It may be hard or next to impossible to predict the future; however, you still need to think about working on a contingency plan to help your company deal with whatever the future may hold. Ask yourself, does my company have a strategic plan? Have we done any contingency planning?
Being prepared for the future is a big part of success in business. By the way, a strategic plan is not just a document you pay a consultant to write and then place on your book shelf to gather dust. Successful planning is a continual process that allows for reasonable and achievable goals and methods to accomplish those goals. It means that you review, revise, and change your plans in order to meet competitive and environmental forces facing your business.
So, how do you deal with the uncertainty of the future? You start planning! The process of planning forces you to think about options for improving your business. As Dwight D. Eisenhower once said, “In preparing for battle I have always found that plans are useless, but planning is indispensable.”
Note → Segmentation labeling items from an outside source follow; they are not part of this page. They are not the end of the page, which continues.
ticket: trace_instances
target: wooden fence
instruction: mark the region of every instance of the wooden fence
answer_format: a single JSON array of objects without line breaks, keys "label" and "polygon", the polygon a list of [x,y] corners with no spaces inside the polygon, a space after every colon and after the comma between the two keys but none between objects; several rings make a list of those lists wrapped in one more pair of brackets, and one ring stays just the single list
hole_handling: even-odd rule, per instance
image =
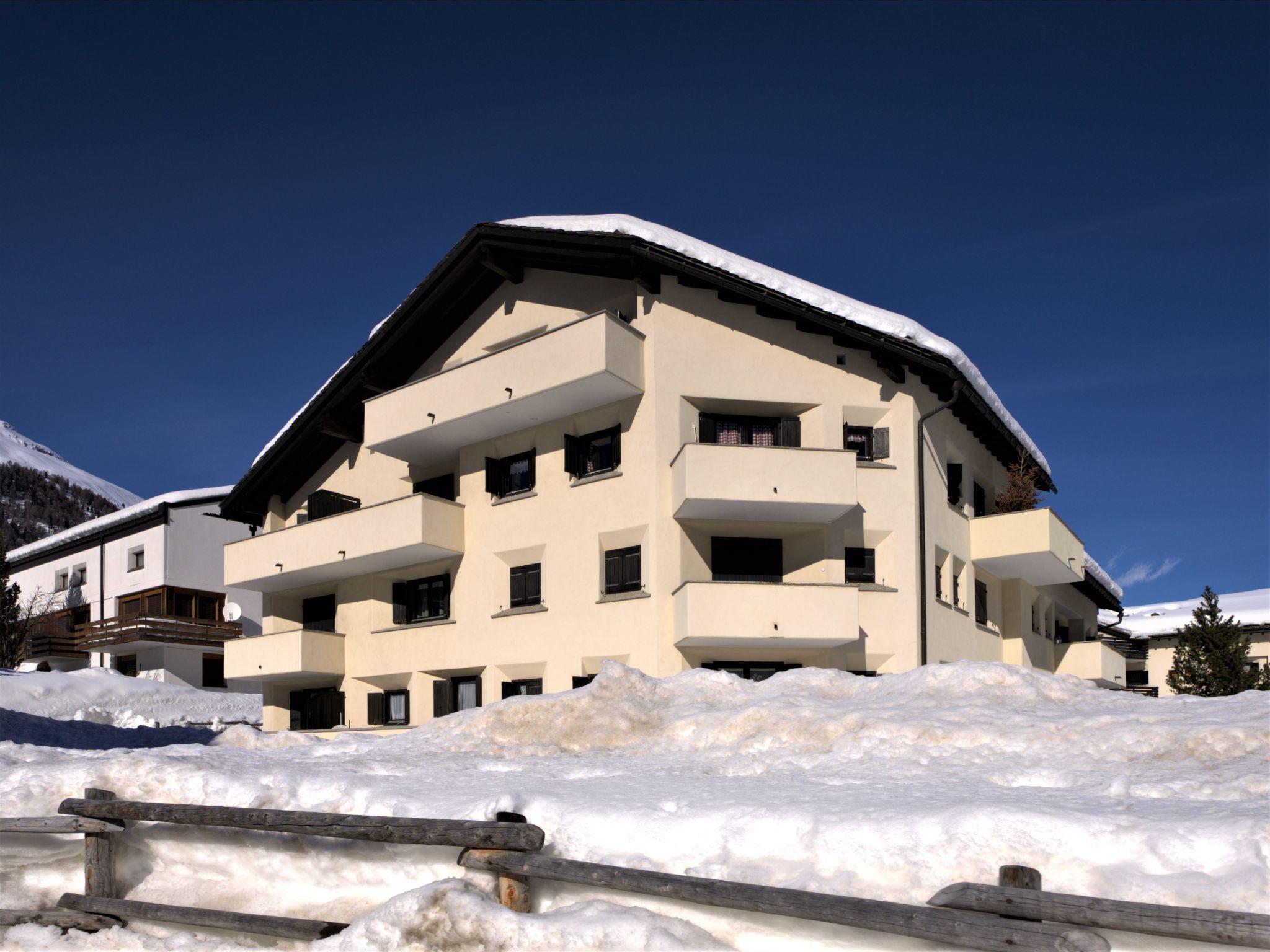
[{"label": "wooden fence", "polygon": [[84,791],[81,798],[64,800],[58,816],[0,819],[0,833],[84,836],[84,892],[65,894],[57,909],[0,910],[0,927],[37,923],[91,932],[128,919],[150,919],[306,941],[334,935],[347,928],[347,923],[319,919],[122,899],[114,878],[117,838],[127,821],[138,820],[458,847],[462,850],[458,864],[495,873],[499,900],[518,913],[530,911],[530,880],[538,878],[874,929],[992,952],[1105,952],[1110,949],[1106,938],[1090,930],[1099,928],[1270,949],[1270,915],[1046,892],[1040,889],[1040,873],[1022,866],[1001,867],[996,886],[959,882],[940,890],[927,905],[917,906],[542,856],[540,850],[546,839],[542,830],[517,814],[499,814],[497,820],[427,820],[145,803],[119,800],[109,791],[93,788]]}]

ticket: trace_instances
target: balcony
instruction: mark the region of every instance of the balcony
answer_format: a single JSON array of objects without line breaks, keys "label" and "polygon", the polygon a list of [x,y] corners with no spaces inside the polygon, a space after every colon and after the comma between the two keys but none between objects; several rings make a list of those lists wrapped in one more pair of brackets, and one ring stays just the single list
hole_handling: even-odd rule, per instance
[{"label": "balcony", "polygon": [[970,520],[970,559],[998,579],[1062,585],[1085,579],[1085,545],[1053,509]]},{"label": "balcony", "polygon": [[686,443],[671,461],[677,519],[831,523],[856,504],[845,449]]},{"label": "balcony", "polygon": [[462,505],[420,493],[231,542],[225,584],[282,592],[462,551]]},{"label": "balcony", "polygon": [[607,311],[366,401],[366,443],[410,463],[644,392],[644,335]]},{"label": "balcony", "polygon": [[344,636],[296,628],[255,635],[225,645],[225,677],[246,680],[301,680],[344,673]]},{"label": "balcony", "polygon": [[686,581],[673,600],[677,647],[829,649],[860,637],[851,585]]}]

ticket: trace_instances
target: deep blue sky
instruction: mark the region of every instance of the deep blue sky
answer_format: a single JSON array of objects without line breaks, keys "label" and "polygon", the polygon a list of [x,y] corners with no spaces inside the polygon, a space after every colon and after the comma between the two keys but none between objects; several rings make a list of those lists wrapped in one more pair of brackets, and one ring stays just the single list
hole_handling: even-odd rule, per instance
[{"label": "deep blue sky", "polygon": [[470,225],[620,211],[960,344],[1126,603],[1264,586],[1267,37],[1266,4],[3,5],[0,419],[141,495],[234,482]]}]

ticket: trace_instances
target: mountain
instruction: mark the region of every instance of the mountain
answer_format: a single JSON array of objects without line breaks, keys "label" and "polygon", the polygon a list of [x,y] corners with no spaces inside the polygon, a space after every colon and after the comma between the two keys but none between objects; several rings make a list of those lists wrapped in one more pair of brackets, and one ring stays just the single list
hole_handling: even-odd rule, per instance
[{"label": "mountain", "polygon": [[0,420],[0,532],[17,548],[141,498],[66,462]]}]

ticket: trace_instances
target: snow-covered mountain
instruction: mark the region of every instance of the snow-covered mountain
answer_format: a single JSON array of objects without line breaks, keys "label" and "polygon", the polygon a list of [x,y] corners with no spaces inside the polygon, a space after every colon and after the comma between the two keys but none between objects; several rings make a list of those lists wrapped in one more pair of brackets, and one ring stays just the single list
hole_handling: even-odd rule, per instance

Consider these tips when developing your strategic planning initiative:
- Assess your company’s external environmental situation by carefully examining the threats that face your business and opportunities your firm may take advantage of now and in the future. Are there new regulations and competitors that may be harmful to your firm? Can you capitalize on new technologies in order to increase profits? Remember to keep listening to your customers by regularly surveying their opinions.
- Examine your company’s internal environment by focusing on your firm’s strengths and weaknesses. In what area can your company improve? What new products or services can you produce? Do you have great customer service and satisfied customers, or do you need to train your employees?
- Identify your company’s mission and goals. What is your firm trying to accomplish in your community, and why are you in business? What kind of sales, profits, growth, and community involvement goals has your business set?
- Write a detailed action plan. Refer to your company’s mission and the goals you developed. Devise policies, strategies, and procedures that you can put in place to help you achieve your goals. Examine what human resources and monetary resources you will need to accomplish these plans.
- Set dates to complete steps in your action plans. Don’t write plans for the sake of writing plans that are never implemented. In order to succeed, you need to put your plans into action.
- Review your strategic plan at least once a quarter. Adjust or pivot your plans as needed to meet competitive and environmental conditions. I think we all have some expertise in this area.
- Develop a company contingency plan. How are you and your company prepared to deal with adverse events? If you want to continue to positively transform your business into a continually successful venture, you must be prepared to deal with adversity.
Antoine de Saint-Exupery once said, “A goal without a plan is just a wish.” Plan for your company’s future in order to ensure your firm’s survival and success.